As we pay attention to our breathing, our attention moves up and down the trunk on the body, but it moves in a paradoxical way – because it moves up the body as we breath in, and down the body as we breath out. This means that, as we breath out, our attention naturally moves down to the region of the lower chakras, which are where we experience the Physical and Mental bodies; and when we breathe in, attention naturally moves to the region of the upper chakras, which is where we experience the Emotional and Volitional bodies.
Mindfulness of Breathing – the Short Breath / Long Breath Approach
There is mention in the Pali record of the Buddha’s teachings on the Mindfulness of Breathing, of the importance of being aware of the distinction between what is referred to as a ‘Short Breath’, and what is referred to as a ‘Long Breath’. Whereas it is perhaps reasonable to assume, as most readers of these texts do, that the Buddha was inviting his students to notice, without forcing the breath, when it is shallow and when it is deep. This is not universally accepted and some traditions within Buddhism have taught Mindfulness of Breathing as a form of controlled breathing, with short and long breaths.
Given the very wide range of interpretations as to what the Buddha’s ‘Mindfulness of Breathing actually was, I have, having explored several approaches, come to the conclusion that we need to consider the possibility that the Buddha was inviting his students to notice the subtle yin-yang polarity between the region of the Hara Chakra and the region of the Solar Plexus Chakra (the Short Breath); and the subtle yin-yang polarity between the region of the Base Chakra and the region of the Heart Chakra (the Long Breath). This approach in which the practitioner alternates between the Short and Long Breaths in stages (the length of these stages can vary – typically 5 to 10 minutes each) is subtle, and difficult to teach, not least because it is experienced differently by women and men, but I have found the approach to be a powerful catalyst for psychological integration and for consistent entry into states of samādhi.

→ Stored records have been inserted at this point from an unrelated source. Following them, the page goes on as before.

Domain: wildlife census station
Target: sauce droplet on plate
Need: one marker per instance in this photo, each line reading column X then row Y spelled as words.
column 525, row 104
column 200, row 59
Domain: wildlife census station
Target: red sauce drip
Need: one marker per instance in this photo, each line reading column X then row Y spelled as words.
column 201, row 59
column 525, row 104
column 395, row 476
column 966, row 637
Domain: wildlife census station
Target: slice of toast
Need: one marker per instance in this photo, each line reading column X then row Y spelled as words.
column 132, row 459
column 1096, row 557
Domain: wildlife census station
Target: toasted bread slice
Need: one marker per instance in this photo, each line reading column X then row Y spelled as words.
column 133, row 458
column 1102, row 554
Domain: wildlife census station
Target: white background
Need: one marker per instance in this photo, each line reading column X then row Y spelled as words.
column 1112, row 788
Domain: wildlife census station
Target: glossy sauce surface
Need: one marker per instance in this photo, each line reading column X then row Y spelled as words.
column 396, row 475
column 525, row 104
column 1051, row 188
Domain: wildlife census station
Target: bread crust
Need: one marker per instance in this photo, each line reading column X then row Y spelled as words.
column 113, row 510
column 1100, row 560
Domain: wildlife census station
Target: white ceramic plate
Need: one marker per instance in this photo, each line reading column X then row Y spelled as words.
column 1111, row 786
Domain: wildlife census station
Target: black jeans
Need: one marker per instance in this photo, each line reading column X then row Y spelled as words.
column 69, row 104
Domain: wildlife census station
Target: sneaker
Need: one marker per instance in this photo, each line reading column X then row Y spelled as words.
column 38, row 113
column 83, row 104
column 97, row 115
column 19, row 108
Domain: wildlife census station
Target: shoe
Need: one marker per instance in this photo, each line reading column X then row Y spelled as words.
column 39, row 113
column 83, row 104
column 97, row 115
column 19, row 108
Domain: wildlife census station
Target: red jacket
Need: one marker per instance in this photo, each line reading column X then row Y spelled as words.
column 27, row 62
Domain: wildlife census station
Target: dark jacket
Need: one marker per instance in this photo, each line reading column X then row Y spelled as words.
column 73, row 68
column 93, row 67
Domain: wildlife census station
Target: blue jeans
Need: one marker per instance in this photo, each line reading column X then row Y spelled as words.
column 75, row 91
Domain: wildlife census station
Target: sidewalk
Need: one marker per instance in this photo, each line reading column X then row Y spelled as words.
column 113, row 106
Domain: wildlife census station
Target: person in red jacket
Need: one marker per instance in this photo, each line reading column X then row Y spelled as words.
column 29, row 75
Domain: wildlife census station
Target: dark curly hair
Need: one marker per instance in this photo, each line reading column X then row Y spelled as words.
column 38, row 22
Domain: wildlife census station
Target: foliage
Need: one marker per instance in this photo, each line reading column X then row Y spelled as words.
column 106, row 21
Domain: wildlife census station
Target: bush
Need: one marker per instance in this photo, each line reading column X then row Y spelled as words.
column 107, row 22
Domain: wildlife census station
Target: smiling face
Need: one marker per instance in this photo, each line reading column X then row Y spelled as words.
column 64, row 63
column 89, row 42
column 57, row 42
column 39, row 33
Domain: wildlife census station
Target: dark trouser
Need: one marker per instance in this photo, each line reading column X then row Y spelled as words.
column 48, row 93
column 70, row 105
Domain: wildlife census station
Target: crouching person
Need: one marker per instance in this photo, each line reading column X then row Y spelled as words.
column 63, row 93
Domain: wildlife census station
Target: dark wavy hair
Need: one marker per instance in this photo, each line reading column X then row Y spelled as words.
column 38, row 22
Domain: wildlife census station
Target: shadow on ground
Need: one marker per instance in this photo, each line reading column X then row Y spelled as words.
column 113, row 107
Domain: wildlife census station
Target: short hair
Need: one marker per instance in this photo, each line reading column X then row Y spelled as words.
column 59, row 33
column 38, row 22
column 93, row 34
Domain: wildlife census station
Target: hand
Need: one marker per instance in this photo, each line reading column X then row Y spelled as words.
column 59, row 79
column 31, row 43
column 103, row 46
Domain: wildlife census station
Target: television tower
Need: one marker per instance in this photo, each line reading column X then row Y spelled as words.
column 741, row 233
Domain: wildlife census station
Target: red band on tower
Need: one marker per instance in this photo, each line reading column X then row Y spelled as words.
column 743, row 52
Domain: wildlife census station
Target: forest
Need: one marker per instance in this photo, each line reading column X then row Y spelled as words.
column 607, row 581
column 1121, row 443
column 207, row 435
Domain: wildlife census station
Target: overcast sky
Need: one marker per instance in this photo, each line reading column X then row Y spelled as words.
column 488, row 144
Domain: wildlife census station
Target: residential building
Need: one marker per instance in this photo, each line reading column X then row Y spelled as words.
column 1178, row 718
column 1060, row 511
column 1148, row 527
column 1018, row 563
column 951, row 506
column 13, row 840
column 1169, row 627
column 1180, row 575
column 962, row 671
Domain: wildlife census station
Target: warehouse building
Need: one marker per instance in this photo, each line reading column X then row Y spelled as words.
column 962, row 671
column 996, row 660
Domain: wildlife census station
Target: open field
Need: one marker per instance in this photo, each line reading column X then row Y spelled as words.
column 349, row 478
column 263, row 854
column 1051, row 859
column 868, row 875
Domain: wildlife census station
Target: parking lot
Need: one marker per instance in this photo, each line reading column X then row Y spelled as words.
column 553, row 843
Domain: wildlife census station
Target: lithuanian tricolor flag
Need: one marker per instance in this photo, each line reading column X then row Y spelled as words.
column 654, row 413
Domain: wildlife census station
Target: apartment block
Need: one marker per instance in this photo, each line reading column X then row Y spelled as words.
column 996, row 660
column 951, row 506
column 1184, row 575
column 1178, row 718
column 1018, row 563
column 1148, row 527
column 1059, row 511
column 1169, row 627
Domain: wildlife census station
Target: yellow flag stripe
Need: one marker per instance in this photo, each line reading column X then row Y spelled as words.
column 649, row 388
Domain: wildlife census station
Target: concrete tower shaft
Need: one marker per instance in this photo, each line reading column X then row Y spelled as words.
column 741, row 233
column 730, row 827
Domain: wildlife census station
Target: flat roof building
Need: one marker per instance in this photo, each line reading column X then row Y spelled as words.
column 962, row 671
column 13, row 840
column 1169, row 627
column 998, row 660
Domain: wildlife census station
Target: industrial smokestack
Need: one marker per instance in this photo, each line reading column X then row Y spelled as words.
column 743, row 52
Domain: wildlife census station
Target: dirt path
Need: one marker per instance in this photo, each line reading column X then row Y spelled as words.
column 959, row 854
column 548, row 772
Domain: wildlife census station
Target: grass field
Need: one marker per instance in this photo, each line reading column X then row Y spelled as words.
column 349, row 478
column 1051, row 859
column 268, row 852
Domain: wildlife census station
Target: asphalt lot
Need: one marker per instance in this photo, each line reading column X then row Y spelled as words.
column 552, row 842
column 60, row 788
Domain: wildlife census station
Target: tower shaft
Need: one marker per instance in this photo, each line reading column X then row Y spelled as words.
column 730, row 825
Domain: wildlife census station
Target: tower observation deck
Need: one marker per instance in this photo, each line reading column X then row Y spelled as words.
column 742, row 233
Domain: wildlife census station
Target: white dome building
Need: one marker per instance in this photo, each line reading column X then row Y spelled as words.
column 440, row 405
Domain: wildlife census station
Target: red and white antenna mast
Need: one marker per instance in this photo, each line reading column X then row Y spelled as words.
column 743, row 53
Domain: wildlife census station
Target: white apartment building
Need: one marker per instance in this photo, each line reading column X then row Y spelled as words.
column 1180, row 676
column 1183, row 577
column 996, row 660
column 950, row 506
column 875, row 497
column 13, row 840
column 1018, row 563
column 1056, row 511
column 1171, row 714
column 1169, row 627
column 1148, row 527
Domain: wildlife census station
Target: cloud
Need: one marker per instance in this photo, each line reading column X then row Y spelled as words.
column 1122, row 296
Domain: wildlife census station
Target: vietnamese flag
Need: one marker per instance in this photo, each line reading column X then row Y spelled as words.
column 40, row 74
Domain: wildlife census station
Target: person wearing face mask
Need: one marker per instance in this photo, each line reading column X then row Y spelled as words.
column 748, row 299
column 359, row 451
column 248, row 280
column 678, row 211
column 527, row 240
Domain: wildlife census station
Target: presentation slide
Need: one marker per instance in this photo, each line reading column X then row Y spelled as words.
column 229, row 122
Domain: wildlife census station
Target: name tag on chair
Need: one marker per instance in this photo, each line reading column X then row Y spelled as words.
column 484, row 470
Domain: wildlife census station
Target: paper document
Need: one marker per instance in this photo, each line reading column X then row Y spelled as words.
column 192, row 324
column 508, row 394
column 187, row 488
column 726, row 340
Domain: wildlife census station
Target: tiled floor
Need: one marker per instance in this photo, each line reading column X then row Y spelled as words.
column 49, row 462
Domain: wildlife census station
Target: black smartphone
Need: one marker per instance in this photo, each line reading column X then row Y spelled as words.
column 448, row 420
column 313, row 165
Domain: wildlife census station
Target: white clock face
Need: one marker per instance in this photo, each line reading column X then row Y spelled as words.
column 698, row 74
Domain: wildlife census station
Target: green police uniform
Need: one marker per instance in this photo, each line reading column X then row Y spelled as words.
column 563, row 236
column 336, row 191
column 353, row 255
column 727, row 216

While many who have been practising Mindfulness of Breathing in more ‘traditional’ ways, may find the Short Breath / Long Breath approach to be a curious and even odd, it is possible to see this approach to the practice as a precursor in early Buddhism, to the keen attention to these polarities that we see symbolised in the mandala a few centuries later. The way in which this Short Breath / Long Breath approach serves to accelerate our integration process, by allowing us to overcome the dualistic psychological polarities that maintain patterns of unconciousness in the egoic psyche, is something that I will be returning to in future posts.